1. Automated risk identification is essential to ensure privacy, security and quality aspects of software in cloud environments.

2. Natural Language Processing techniques such as LSI and deep learning can be used to automate the risk identification process.

3. Existing frameworks for risk assessment are not comprehensive and need to be improved with automated vulnerability check and evaluation systems for continuous integration of new deployments.

Article analysis:

The article provides a comprehensive overview of the current state of automated risk identification using NLP in cloud based development environments, discussing existing tools, frameworks, and approaches that have been used in the past. The article is well-researched, citing multiple sources from reputable journals and organizations such as IEEE, ISO/Guide 73:2009, ETSI 2015, etc., which adds credibility to its claims.

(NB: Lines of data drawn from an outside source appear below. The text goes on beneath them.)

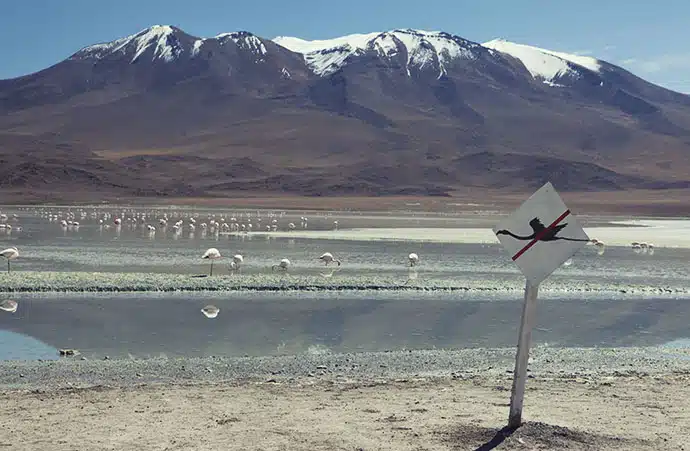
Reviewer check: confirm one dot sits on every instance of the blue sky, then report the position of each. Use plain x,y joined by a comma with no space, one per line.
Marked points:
648,38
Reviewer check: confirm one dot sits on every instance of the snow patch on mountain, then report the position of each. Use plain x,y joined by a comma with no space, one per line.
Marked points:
543,64
245,41
161,38
424,49
166,44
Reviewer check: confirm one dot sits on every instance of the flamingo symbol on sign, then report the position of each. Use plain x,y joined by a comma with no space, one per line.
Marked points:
541,233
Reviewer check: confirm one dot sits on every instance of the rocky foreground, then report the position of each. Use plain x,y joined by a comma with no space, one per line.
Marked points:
582,399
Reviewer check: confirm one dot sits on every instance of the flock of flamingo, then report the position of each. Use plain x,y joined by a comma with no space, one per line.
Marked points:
215,224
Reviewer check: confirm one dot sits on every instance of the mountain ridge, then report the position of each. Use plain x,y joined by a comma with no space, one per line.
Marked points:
397,112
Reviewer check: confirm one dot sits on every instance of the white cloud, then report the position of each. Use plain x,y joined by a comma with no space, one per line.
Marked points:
660,63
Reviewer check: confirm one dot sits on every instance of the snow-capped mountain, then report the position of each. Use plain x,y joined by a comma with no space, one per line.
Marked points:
433,49
402,111
167,44
419,49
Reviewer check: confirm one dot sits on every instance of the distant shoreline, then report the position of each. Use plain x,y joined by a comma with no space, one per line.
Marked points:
638,203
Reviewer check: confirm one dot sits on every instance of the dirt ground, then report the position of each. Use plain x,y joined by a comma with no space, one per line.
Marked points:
631,413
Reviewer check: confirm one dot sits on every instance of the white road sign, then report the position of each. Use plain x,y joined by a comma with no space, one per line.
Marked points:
541,235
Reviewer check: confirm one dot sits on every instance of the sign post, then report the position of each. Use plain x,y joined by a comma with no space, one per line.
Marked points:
539,236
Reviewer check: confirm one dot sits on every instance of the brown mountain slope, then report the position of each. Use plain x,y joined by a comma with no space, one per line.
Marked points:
166,113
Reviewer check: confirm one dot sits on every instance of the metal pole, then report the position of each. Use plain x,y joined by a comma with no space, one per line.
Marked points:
522,358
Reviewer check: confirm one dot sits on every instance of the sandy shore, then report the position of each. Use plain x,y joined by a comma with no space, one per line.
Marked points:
599,399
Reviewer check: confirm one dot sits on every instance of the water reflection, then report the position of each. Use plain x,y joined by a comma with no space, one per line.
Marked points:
16,346
288,323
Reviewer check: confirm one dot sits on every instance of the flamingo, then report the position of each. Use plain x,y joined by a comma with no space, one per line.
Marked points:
10,254
283,265
211,254
238,260
328,258
9,305
541,232
210,311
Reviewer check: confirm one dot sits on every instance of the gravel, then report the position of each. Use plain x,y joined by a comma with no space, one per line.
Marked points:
593,363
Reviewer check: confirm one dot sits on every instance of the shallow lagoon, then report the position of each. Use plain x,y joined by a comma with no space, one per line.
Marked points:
262,323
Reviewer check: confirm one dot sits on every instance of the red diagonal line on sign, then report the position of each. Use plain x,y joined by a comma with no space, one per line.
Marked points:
539,235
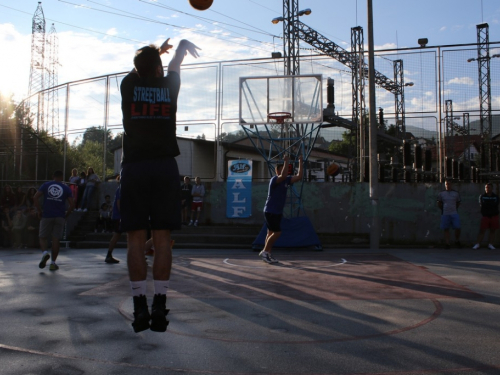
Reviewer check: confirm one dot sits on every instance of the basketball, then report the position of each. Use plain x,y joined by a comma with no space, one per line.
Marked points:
333,169
201,4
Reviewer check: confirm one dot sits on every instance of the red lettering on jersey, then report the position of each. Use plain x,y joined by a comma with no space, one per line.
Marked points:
133,112
153,108
165,110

However, there are some potential biases present in the article that should be noted. For example, the article does not explore any counterarguments or alternative approaches to automated risk identification other than those discussed in the paper itself. Additionally, while the article does mention potential risks associated with automated risk identification processes (such as errors due to manual analysis), it does not provide any evidence or data to support these claims. Furthermore, while the article does discuss existing tools and frameworks for risk assessment, it does not provide any detailed information about how these tools work or how they could be improved upon.

In conclusion, while this article provides a comprehensive overview of automated risk identification using NLP in cloud based development environments, there are some potential biases present that should be noted when evaluating its trustworthiness and reliability.